A lot of people are under the impression that the screens visible in mission control were computer terminals. The truth is somewhat more startling, as revealed in Apollo 11: The Untold Story (unfortunately not available on DVD so far as I could tell); computers ran the status display lights beside those panels, the “monitor screens” simply displayed pre-prepared slides of what the status display should show at the current stage of the mission. The technology was incredibly primitive, which only makes the feats achieved by the Apollo program all the more astonishing.

In short, without Technology “A”, Technology “B” is impossible or hopelessly inefficient. The more the state of the scientific/engineering art is advanced, the more likely it is that a solution has been found to any merely technical problem; it’s just a matter of finding it and adapting it. Quite often, Technology “A” has nothing to do with the reasons technology “B” was invented. As a result, the faster progress is made, the faster progress can be made – provided that it is not constrained into one or two narrowly-targeted focal points.

Tech Cascade

The final principle that leads me to the stated conclusion is something I call “Tech Cascade”. Fundamentally, it states that all technological developments can be viewed as tools and/or as components which have vastly greater potential application than the original purpose. Again, the microchip is the perfect example. These are present in everything from computers to Christmas cards in the modern day. The purpose of the original integrated circuit (patented in 1949) was as an amplifier; these days, the switching capabilities are considerably more important than this function.

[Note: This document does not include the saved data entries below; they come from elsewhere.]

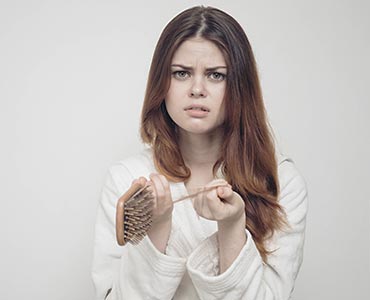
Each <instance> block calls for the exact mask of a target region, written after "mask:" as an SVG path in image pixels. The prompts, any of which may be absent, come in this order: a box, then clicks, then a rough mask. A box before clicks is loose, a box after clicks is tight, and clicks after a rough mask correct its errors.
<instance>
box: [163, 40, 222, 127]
mask: <svg viewBox="0 0 370 300" xmlns="http://www.w3.org/2000/svg"><path fill="white" fill-rule="evenodd" d="M226 74H227V68H226V62H225V59H224V57H223V55H222V52H221V51H220V50H219V49H218V48H217V46H216V45H215V44H214V43H212V42H210V41H208V40H205V39H203V38H191V39H189V40H186V41H185V42H183V43H182V44H181V45H180V47H179V48H178V49H177V50H176V52H175V54H174V57H173V59H172V62H171V84H170V88H169V90H168V92H167V95H166V99H165V103H166V108H167V111H168V114H169V115H170V117H171V118H172V120H173V121H174V122H175V123H176V124H177V125H178V127H179V130H180V133H181V132H183V131H186V132H187V133H192V134H210V133H215V132H217V131H218V130H220V128H221V126H222V124H223V122H224V118H225V112H224V103H223V99H224V95H225V88H226Z"/></svg>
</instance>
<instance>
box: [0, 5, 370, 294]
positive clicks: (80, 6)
mask: <svg viewBox="0 0 370 300" xmlns="http://www.w3.org/2000/svg"><path fill="white" fill-rule="evenodd" d="M198 4H209V5H212V6H216V7H219V8H221V9H223V10H225V11H226V12H228V13H229V14H231V15H232V16H234V17H235V18H236V19H237V20H238V21H239V22H240V24H241V25H242V26H243V28H244V29H245V31H246V33H247V35H248V37H249V39H250V42H251V44H252V46H253V48H254V51H255V55H256V59H257V62H258V66H259V71H260V75H261V81H262V86H263V92H264V97H265V103H266V107H267V110H268V113H269V117H270V121H271V123H272V125H273V127H274V129H275V134H276V136H277V138H278V141H279V148H280V149H281V151H282V152H284V153H285V154H287V155H289V156H291V157H292V158H293V159H294V160H295V162H296V165H297V167H298V169H299V170H300V171H301V173H302V174H303V176H304V177H305V179H306V181H307V184H308V188H309V201H310V202H309V208H310V210H309V216H308V223H307V237H306V247H305V259H304V263H303V265H302V268H301V272H300V274H299V277H298V280H297V283H296V288H295V292H294V296H293V299H300V300H311V299H315V300H321V299H335V300H341V299H343V300H344V299H346V300H348V299H356V300H357V299H369V298H368V297H369V260H370V252H369V238H370V236H369V212H370V211H369V196H368V187H369V183H368V180H369V179H370V178H369V171H368V170H369V158H368V156H369V153H370V149H369V134H368V132H367V131H368V129H369V128H370V124H369V119H368V114H369V113H370V110H369V100H370V99H369V98H370V97H369V94H370V93H369V89H368V86H369V69H370V64H369V53H370V44H369V34H370V33H369V28H370V21H369V17H368V16H369V8H370V5H369V3H368V2H367V1H349V0H348V1H345V0H342V1H334V0H332V1H330V0H324V1H316V0H315V1H297V0H290V1H230V0H229V1H204V2H198V1H170V0H167V1H148V2H147V3H144V2H143V1H132V2H131V1H130V2H124V1H113V0H106V1H26V0H23V1H4V0H2V1H0V105H1V107H0V114H1V115H0V130H1V147H0V151H1V156H0V157H1V158H0V159H1V161H0V163H1V167H0V176H1V177H0V179H1V210H0V222H1V224H0V233H1V235H0V236H1V248H0V253H1V255H0V272H1V275H0V298H1V299H43V300H46V299H53V300H59V299H63V300H65V299H76V300H81V299H92V298H93V287H92V283H91V279H90V273H89V272H90V264H91V258H92V245H93V231H94V219H95V211H96V207H97V204H98V201H99V196H100V190H101V187H102V183H103V178H104V176H105V174H106V171H107V169H108V167H109V166H110V165H111V164H112V163H113V162H114V161H116V160H119V159H121V158H123V157H125V156H127V155H129V154H131V153H134V152H136V151H138V150H139V149H141V147H142V145H141V143H140V139H139V136H138V125H139V115H140V110H141V104H142V100H143V95H144V90H145V84H146V78H147V73H148V70H149V64H150V61H151V57H152V54H153V50H154V47H155V44H156V41H157V39H158V37H159V34H160V32H161V30H162V29H163V27H164V26H165V25H166V24H167V22H168V21H169V20H170V19H171V18H172V17H174V16H175V15H176V14H177V13H179V12H180V11H182V10H183V9H185V8H188V7H190V6H193V5H198Z"/></svg>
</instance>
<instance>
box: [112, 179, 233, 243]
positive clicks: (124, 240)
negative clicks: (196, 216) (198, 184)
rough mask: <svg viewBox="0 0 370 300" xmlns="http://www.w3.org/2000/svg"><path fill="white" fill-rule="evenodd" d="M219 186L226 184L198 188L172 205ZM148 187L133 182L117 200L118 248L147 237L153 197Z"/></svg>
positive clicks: (136, 182)
mask: <svg viewBox="0 0 370 300" xmlns="http://www.w3.org/2000/svg"><path fill="white" fill-rule="evenodd" d="M220 186H228V184H218V185H214V186H208V187H204V188H198V189H196V190H195V191H194V193H191V194H189V195H186V196H184V197H181V198H178V199H176V200H174V201H173V203H174V204H175V203H178V202H181V201H183V200H186V199H190V198H193V197H195V196H197V195H199V194H202V193H204V192H207V191H210V190H212V189H215V188H217V187H220ZM148 187H149V185H142V184H141V183H140V182H135V183H134V184H132V185H131V187H130V188H129V189H128V190H127V191H126V192H125V193H124V194H123V195H122V196H121V197H120V198H119V199H118V202H117V209H116V238H117V242H118V244H119V245H120V246H123V245H125V244H126V243H131V244H133V245H136V244H138V243H139V242H140V241H141V240H142V239H143V238H144V237H145V236H146V235H147V232H148V231H149V229H150V227H151V225H152V211H153V207H154V201H153V200H154V195H153V194H152V192H151V191H149V190H148Z"/></svg>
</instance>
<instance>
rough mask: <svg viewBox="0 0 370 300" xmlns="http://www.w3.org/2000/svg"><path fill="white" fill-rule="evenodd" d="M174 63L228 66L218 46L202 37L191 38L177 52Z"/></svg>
mask: <svg viewBox="0 0 370 300" xmlns="http://www.w3.org/2000/svg"><path fill="white" fill-rule="evenodd" d="M172 63H173V64H176V63H178V64H188V65H193V64H197V63H203V64H207V65H209V64H212V65H214V64H217V65H219V64H221V65H226V63H225V58H224V56H223V54H222V52H221V51H220V49H219V48H218V47H217V46H216V44H215V43H213V42H211V41H209V40H206V39H204V38H200V37H196V38H191V39H188V40H186V41H185V42H183V43H182V44H181V45H180V47H179V48H178V49H177V50H176V51H175V54H174V56H173V58H172Z"/></svg>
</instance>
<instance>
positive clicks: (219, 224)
mask: <svg viewBox="0 0 370 300" xmlns="http://www.w3.org/2000/svg"><path fill="white" fill-rule="evenodd" d="M245 222H246V218H245V213H244V212H243V213H242V214H240V215H238V216H234V217H231V218H228V219H226V220H220V221H218V222H217V223H218V229H219V231H220V230H221V231H229V230H233V229H237V228H240V229H243V230H244V229H245Z"/></svg>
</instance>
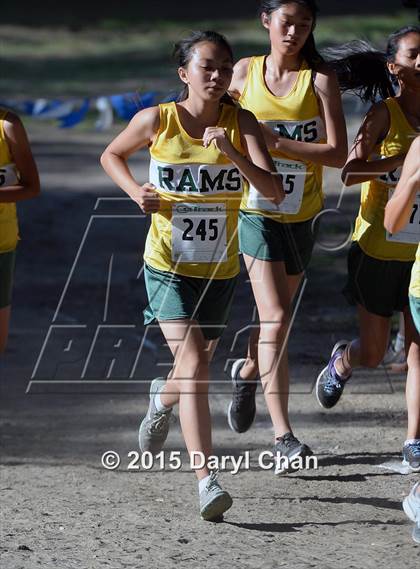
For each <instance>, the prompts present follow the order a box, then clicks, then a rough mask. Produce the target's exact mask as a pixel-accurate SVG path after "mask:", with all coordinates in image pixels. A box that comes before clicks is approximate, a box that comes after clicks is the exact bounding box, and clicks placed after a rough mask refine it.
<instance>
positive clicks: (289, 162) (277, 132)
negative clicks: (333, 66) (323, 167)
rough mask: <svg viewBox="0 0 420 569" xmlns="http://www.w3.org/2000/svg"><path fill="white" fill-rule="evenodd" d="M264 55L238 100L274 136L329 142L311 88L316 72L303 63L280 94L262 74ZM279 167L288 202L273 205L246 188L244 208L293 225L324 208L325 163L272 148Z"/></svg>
mask: <svg viewBox="0 0 420 569" xmlns="http://www.w3.org/2000/svg"><path fill="white" fill-rule="evenodd" d="M265 59H266V56H259V57H253V58H252V59H251V61H250V63H249V67H248V74H247V78H246V81H245V85H244V89H243V91H242V94H241V96H240V98H239V103H240V105H241V106H242V107H243V108H244V109H248V110H249V111H251V112H252V113H254V115H255V116H256V117H257V119H258V120H259V121H260V122H261V123H264V124H265V125H266V126H267V127H269V128H270V129H271V130H272V131H273V132H274V134H276V135H277V136H282V137H285V138H290V139H294V140H299V141H303V142H325V141H326V134H325V126H324V121H323V120H322V118H321V116H320V108H319V104H318V100H317V97H316V94H315V91H314V87H313V76H312V73H313V72H312V70H311V69H310V68H309V67H308V64H307V63H306V62H305V61H304V62H303V63H302V66H301V68H300V70H299V73H298V75H297V78H296V81H295V83H294V85H293V87H292V89H291V90H290V92H289V93H288V94H287V95H285V96H284V97H276V96H275V95H273V94H272V93H271V91H270V90H269V89H268V87H267V85H266V83H265V78H264V64H265ZM270 154H271V156H272V158H273V161H274V164H275V166H276V169H277V171H278V172H279V173H281V174H282V178H283V186H284V190H285V193H286V198H285V200H284V201H283V202H282V203H281V204H280V205H279V206H276V205H275V204H272V203H270V202H269V201H268V200H266V199H264V198H263V196H262V195H261V194H260V193H259V192H258V191H257V190H256V189H255V188H253V187H252V186H250V187H249V190H245V193H244V197H243V199H242V204H241V209H242V210H245V211H249V212H253V213H259V214H260V215H264V216H266V217H270V218H272V219H274V220H276V221H280V222H284V223H286V222H287V223H294V222H299V221H306V220H308V219H311V218H312V217H314V216H315V215H316V214H317V213H318V212H319V211H320V210H321V209H322V207H323V201H324V200H323V194H322V166H321V165H319V164H313V163H312V162H306V161H300V160H295V159H293V160H292V159H290V158H287V157H286V156H284V155H283V154H282V153H281V152H279V151H276V150H270Z"/></svg>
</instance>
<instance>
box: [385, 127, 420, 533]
mask: <svg viewBox="0 0 420 569" xmlns="http://www.w3.org/2000/svg"><path fill="white" fill-rule="evenodd" d="M419 195H420V136H418V137H417V138H416V139H415V140H414V141H413V143H412V145H411V146H410V150H409V151H408V154H407V157H406V159H405V160H404V167H403V170H402V172H401V178H400V180H399V182H398V185H397V187H396V189H395V192H394V194H393V196H392V198H391V199H390V200H389V202H388V203H387V204H386V207H385V218H384V225H385V229H386V230H387V231H389V233H391V234H394V233H398V232H399V231H406V228H407V226H410V224H411V223H413V222H414V220H415V218H416V213H417V210H418V208H419V203H418V196H419ZM409 297H410V310H411V316H412V317H413V320H414V324H415V326H416V328H417V332H418V333H419V334H420V243H419V244H418V245H417V253H416V260H415V263H414V265H413V269H412V271H411V280H410V289H409ZM410 387H411V389H412V390H411V391H410V393H407V398H410V399H412V400H413V403H416V402H417V408H418V409H420V383H419V382H418V383H417V385H413V386H410ZM413 387H414V390H413ZM403 507H404V511H405V513H406V514H407V516H408V517H409V518H410V520H411V521H413V522H415V525H414V527H413V532H412V535H413V539H414V541H416V542H417V543H420V483H419V482H417V483H416V484H415V485H414V486H413V488H412V489H411V491H410V493H409V494H408V496H406V497H405V498H404V501H403Z"/></svg>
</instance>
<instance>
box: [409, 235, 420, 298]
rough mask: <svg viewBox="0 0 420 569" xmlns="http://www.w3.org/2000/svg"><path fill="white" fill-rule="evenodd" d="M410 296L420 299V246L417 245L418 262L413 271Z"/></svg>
mask: <svg viewBox="0 0 420 569" xmlns="http://www.w3.org/2000/svg"><path fill="white" fill-rule="evenodd" d="M410 294H411V296H414V297H415V298H420V244H419V245H417V253H416V261H415V263H414V265H413V269H412V271H411V281H410Z"/></svg>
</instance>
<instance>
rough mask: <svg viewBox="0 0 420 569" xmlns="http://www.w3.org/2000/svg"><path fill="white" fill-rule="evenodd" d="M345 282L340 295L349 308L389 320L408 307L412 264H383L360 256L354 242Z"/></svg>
mask: <svg viewBox="0 0 420 569" xmlns="http://www.w3.org/2000/svg"><path fill="white" fill-rule="evenodd" d="M347 266H348V278H347V284H346V286H345V287H344V289H343V294H344V296H345V297H346V298H347V300H348V301H349V302H350V304H353V305H354V304H360V305H361V306H363V307H364V308H366V310H367V311H368V312H371V313H372V314H377V315H378V316H383V317H385V318H390V317H391V316H392V314H393V312H395V311H398V312H402V311H403V310H404V308H406V306H408V302H409V301H408V288H409V286H410V278H411V268H412V266H413V261H382V260H380V259H375V258H374V257H370V256H369V255H366V253H364V252H363V250H362V249H361V247H360V245H359V244H358V243H357V242H356V241H353V243H352V245H351V247H350V250H349V253H348V257H347Z"/></svg>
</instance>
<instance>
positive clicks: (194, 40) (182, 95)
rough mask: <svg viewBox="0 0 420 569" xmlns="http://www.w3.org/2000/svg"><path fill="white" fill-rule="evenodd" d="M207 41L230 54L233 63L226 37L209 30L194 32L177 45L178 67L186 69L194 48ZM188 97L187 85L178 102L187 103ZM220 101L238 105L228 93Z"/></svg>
mask: <svg viewBox="0 0 420 569" xmlns="http://www.w3.org/2000/svg"><path fill="white" fill-rule="evenodd" d="M205 41H207V42H210V43H214V44H215V45H217V46H220V47H223V48H224V49H225V50H226V51H227V52H228V54H229V57H230V59H231V60H232V63H233V51H232V48H231V46H230V44H229V42H228V41H227V39H226V38H225V36H223V35H222V34H219V33H218V32H213V31H211V30H207V31H205V32H201V31H196V32H192V34H191V35H190V36H188V37H187V38H184V39H182V40H181V41H179V42H178V43H176V44H175V48H174V51H173V57H174V58H175V59H176V61H177V62H178V67H186V66H187V65H188V63H189V62H190V60H191V57H192V53H193V50H194V47H195V46H196V45H197V44H198V43H201V42H205ZM187 97H188V85H185V86H184V88H183V90H182V91H181V93H180V94H179V96H178V99H177V101H178V102H180V101H185V99H186V98H187ZM220 101H221V102H222V103H227V104H229V105H236V103H235V102H234V101H233V99H232V98H231V97H230V95H228V93H225V94H224V95H223V96H222V98H221V99H220Z"/></svg>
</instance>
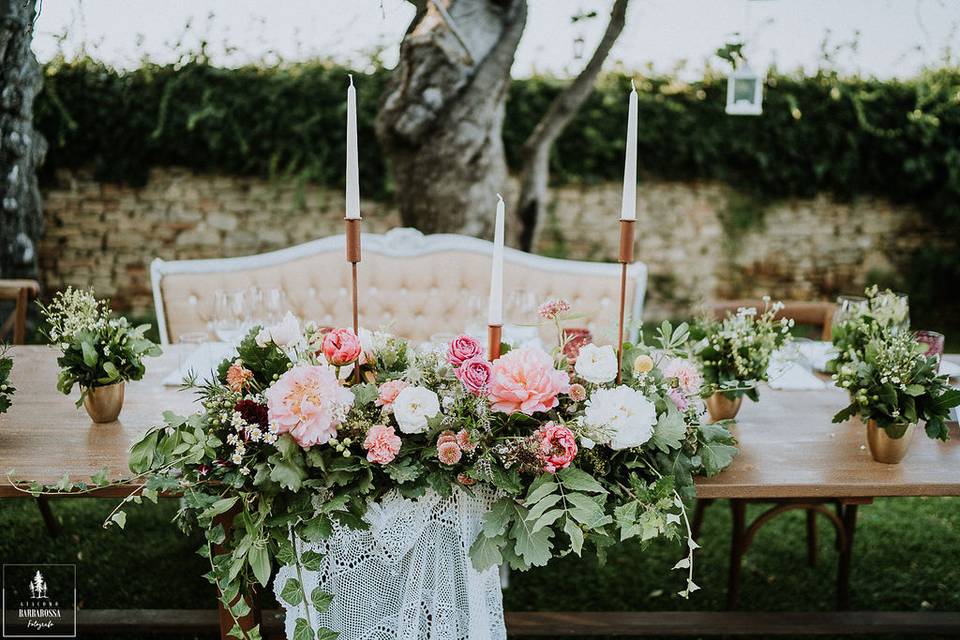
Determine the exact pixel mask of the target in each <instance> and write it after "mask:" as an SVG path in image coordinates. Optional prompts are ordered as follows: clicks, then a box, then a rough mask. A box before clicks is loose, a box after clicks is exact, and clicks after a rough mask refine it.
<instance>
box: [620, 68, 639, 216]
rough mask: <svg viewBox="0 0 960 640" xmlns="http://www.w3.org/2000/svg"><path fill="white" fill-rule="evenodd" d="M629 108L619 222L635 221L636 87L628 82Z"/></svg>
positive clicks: (636, 171)
mask: <svg viewBox="0 0 960 640" xmlns="http://www.w3.org/2000/svg"><path fill="white" fill-rule="evenodd" d="M630 89H631V90H630V107H629V110H628V114H627V153H626V158H625V160H624V163H623V202H622V203H621V206H620V219H621V220H636V219H637V87H636V85H634V84H633V80H631V81H630Z"/></svg>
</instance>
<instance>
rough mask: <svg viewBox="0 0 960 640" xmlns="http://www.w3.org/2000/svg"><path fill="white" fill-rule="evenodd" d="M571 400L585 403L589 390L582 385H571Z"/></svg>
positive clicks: (570, 386) (570, 389) (578, 383)
mask: <svg viewBox="0 0 960 640" xmlns="http://www.w3.org/2000/svg"><path fill="white" fill-rule="evenodd" d="M570 399H571V400H573V401H574V402H583V401H584V400H586V399H587V390H586V389H585V388H584V386H583V385H582V384H580V383H574V384H572V385H570Z"/></svg>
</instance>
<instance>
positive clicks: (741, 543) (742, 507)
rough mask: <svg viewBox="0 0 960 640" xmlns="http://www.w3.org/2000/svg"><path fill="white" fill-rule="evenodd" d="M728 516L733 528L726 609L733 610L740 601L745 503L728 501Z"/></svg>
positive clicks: (734, 499) (727, 588)
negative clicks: (731, 523) (729, 510)
mask: <svg viewBox="0 0 960 640" xmlns="http://www.w3.org/2000/svg"><path fill="white" fill-rule="evenodd" d="M730 514H731V516H732V517H733V527H732V535H731V537H730V572H729V574H728V576H727V609H728V610H733V609H736V608H737V605H738V603H739V601H740V567H741V565H742V564H743V552H744V547H743V533H744V529H745V528H746V519H747V503H746V502H745V501H743V500H737V499H735V498H734V499H732V500H730Z"/></svg>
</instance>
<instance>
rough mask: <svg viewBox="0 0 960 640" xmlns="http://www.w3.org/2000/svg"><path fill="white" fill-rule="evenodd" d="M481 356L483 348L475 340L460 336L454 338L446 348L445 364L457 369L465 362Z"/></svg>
mask: <svg viewBox="0 0 960 640" xmlns="http://www.w3.org/2000/svg"><path fill="white" fill-rule="evenodd" d="M477 356H483V346H482V345H481V344H480V343H479V342H478V341H477V339H476V338H474V337H472V336H468V335H466V334H462V335H459V336H457V337H456V338H454V339H453V340H452V341H451V342H450V346H449V347H448V348H447V362H449V363H450V364H452V365H453V366H454V367H457V368H459V367H460V365H461V364H463V363H464V362H465V361H467V360H469V359H471V358H476V357H477Z"/></svg>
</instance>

In other words, if you invent something new, it will have applications far beyond the original purpose, and many of these will tend to be developed simultaneously as a “second wave” of technological advance; each of which may yield a “tertiary wave”, and so on.

The Implications

Putting those three functions together justifies (to me) the conclusion offered: Nothing begets technological advance like technological advance. That’s why it is so important to identify the operating principles apon which any new technology that you introduce – so that you can look for all the other ways that discovery would impact the world around the characters.

The Human impact revisited

It may not have escaped the attention of the reader that there was an underlying order to the series of impacts that were discussed – from the personal to the social (local to national), to the economic, military and political (national to international) to the global and to technology itself. The final step in translating the technology that you have devised into game-ready campaign background is to look at how all these non-personal impacts are reflected in the personal lives of the people who live within the affected societies. Ultimately, the core meaning of any technological advance is in how it alters the lives of the people who experience it; the core value in gaming or literary terms of a sci-fi technological postulate is how the characters interact with it and its consequences. Describing such effects to the reader or the players gives you the opening you need to discuss the wider implications – and that’s what sci-fi is all about.